Generating a probability distribution with desired std.dev

Question

I'd like to generate a list of numbers for a size $n$ s.t their sum 1 and the sample std.variation is some fixed number $\sigma$. How can I do it ?

Answer 1

Let $n > 1$ be fixed.

Choose an arithmetic progression of $n$ terms, centered at ${\large{\frac{1}{n}}}$ (i.e., with mean ${\large{\frac{1}{n}}}$).

Leaving the common difference $d$ unknown, compute the sample standard deviation as a function of $d$, set it equal to the target sample standard deviation, and solve for $d$.

Explicitly, define $x_1,...,x_n$ by $$x_k = \frac{1}{n}+d\left(k-\frac{n+1}{2}\right)$$ with $d$ assumed nonnegative, but otherwise left unknown.

Let $s$ be the target sample standard deviation. \begin{align*} \text{Then}\;\;s^2 &= \sum_{k=1}^n \frac {\left(x_k - \frac{1}{n}\right)^2} {n}\\[4pt] &=\frac{d^2}{n}\sum_{k=1}^n\left(k-\frac{n+1}{2}\right)^2\\[4pt] &=\frac{d^2}{n}\sum_{k=1}^n\left(k^2-k(n+1) + \frac{(n+1)^2}{4}\right)\\[4pt] &=\frac{d^2}{n} \left( \left( \sum_{k=1}^n k^2 \right) - \left( (n+1)\sum_{k=1}^n k \right) + \left( \frac{(n+1)^2}{4} \sum_{k=1}^n 1 \right) \right) \\[4pt] &=\frac{d^2}{n} \left( \frac{n(n+1)(2n+1)}{6} - (n+1)\left(\frac{n(n+1)}{2}\right) + \left(\frac{(n+1)^2}{4}\right) n \right) \\[4pt] &= d^2\left(\frac{n^2-1}{12}\right)\\[10pt] &\;\;\;\;\;\;\;\;\text{hence}\\[10pt] d &=2s\sqrt{\frac{3}{n^2-1}}\\[4pt] \end{align*} So that's one way.

Here's another way, similar in spirit, but algebraically a lot simpler . . .

Let $n > 1$ be fixed.

Define $x_1,...,x_n$ by $$ \begin{cases} x_1 = \frac{1}{n}- d\\[4pt] x_k = \frac{1}{n}&\text{if}\;\,1 < k < n\\[4pt] x_n = \frac{1}{n}+ d\\[4pt] \end{cases} $$ with $d$ assumed nonnegative, but otherwise left unknown.

In other words, set all terms equal to the mean except the first and last terms, which are to be placed symmetrically opposite from the mean, at a distance $d$, yet to be determined.

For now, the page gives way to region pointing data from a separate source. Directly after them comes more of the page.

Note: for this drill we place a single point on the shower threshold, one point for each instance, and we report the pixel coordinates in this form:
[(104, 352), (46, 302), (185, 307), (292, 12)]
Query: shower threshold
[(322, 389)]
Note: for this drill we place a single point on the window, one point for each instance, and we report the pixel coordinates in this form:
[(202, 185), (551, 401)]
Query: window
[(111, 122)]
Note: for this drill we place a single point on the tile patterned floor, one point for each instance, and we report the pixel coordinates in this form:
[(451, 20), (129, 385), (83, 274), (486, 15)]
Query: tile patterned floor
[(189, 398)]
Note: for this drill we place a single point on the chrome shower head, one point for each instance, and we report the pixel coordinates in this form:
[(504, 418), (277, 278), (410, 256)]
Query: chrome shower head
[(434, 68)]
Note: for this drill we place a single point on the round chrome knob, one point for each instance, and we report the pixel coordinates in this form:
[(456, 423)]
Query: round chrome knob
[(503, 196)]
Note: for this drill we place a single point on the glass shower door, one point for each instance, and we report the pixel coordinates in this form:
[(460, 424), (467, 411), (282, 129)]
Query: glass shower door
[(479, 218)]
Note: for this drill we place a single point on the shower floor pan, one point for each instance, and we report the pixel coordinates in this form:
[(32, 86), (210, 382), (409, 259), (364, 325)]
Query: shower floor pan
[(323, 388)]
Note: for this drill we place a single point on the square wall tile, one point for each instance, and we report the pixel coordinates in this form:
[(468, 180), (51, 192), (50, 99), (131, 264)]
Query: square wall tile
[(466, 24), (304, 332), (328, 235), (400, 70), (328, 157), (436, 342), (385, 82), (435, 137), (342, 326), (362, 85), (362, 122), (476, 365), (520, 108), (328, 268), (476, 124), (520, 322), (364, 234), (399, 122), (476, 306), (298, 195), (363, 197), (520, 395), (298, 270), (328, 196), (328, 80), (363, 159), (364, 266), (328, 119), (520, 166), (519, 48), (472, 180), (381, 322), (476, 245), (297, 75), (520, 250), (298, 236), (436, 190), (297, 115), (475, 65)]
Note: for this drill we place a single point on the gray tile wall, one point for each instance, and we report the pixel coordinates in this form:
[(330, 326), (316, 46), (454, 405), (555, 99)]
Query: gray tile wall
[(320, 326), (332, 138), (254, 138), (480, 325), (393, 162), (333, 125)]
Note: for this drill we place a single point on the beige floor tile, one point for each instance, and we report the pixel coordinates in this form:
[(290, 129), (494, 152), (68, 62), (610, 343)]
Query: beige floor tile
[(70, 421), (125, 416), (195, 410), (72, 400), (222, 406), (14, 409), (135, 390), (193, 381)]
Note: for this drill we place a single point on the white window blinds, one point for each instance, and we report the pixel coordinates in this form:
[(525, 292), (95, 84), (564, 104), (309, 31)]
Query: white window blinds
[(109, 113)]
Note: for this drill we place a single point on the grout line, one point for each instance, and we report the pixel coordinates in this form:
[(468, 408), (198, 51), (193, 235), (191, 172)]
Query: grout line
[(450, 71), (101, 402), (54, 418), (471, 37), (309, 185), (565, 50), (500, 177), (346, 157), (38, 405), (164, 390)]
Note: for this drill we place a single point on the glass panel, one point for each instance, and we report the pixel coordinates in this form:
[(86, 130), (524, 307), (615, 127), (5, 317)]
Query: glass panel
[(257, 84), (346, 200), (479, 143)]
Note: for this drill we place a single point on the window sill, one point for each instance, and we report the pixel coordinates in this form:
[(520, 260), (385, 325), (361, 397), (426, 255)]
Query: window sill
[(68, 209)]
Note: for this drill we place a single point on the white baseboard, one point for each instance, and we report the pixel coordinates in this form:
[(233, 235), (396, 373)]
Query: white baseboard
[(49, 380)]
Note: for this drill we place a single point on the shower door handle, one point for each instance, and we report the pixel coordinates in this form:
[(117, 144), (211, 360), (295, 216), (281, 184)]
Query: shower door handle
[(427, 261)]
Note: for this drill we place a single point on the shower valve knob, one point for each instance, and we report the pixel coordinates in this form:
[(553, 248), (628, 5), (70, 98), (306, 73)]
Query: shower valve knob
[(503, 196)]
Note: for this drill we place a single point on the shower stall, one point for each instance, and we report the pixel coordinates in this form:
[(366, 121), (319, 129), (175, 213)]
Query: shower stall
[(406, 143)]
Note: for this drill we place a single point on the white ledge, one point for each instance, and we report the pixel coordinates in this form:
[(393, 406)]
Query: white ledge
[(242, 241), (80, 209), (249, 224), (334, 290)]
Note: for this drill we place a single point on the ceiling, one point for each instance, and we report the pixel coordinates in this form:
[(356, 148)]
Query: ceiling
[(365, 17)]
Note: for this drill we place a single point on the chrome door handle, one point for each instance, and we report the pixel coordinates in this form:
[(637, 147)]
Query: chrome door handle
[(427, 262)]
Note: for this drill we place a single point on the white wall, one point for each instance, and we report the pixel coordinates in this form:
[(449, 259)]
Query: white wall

Let $s$ be the target sample standard deviation. \begin{align*} \text{Then}\;\;s^2 &=\frac{2d^2}{n}\\[10pt] \text{hence}\;\;d &=s\sqrt{{\small{\frac{n}{2}}}}\\[4pt] \end{align*} Here's still another, more general way . . .

Assuming the target standard deviation $s$ is positive, fix $n > 1$, and choose $n$ real numbers $w_1,...,w_n$, not all equal, but otherwise arbitrary.

For the sample $w_1,...,w_n$, compute the sample mean $\mu_0$, and the sample standard deviation $\sigma_0$.

Then, letting $x_1,...,x_n$ be given by $$x_k = s\left(\frac{w_k - \mu_0}{\sigma_0}\right)+\frac{1}{n}$$ for $k = 1,...,n$, it follows that the values $x_1,...,x_n$ have sample mean ${\large{\frac{1}{n}}}$ and sample standard deviation $s$.

If instead you want $n$ random values, you can use a pseudo-random number generator to generate $n$ random numbers $w_1,...,w_n$ from a known distribution, with mean $\mu_0$, say, and standard deviation $\sigma_0$, say.

Then, letting $x_1,...,x_n$ be given by $$x_k = \sigma\left(\frac{w_k - \mu_0}{\sigma_0}\right)+\frac{1}{n}$$ for $k = 1,...,n$, you get $n$ pseudo-random numbers $x_1,...,x_n$ from a distribution with mean ${\large{\frac{1}{n}}}$ and standard deviation $\sigma$.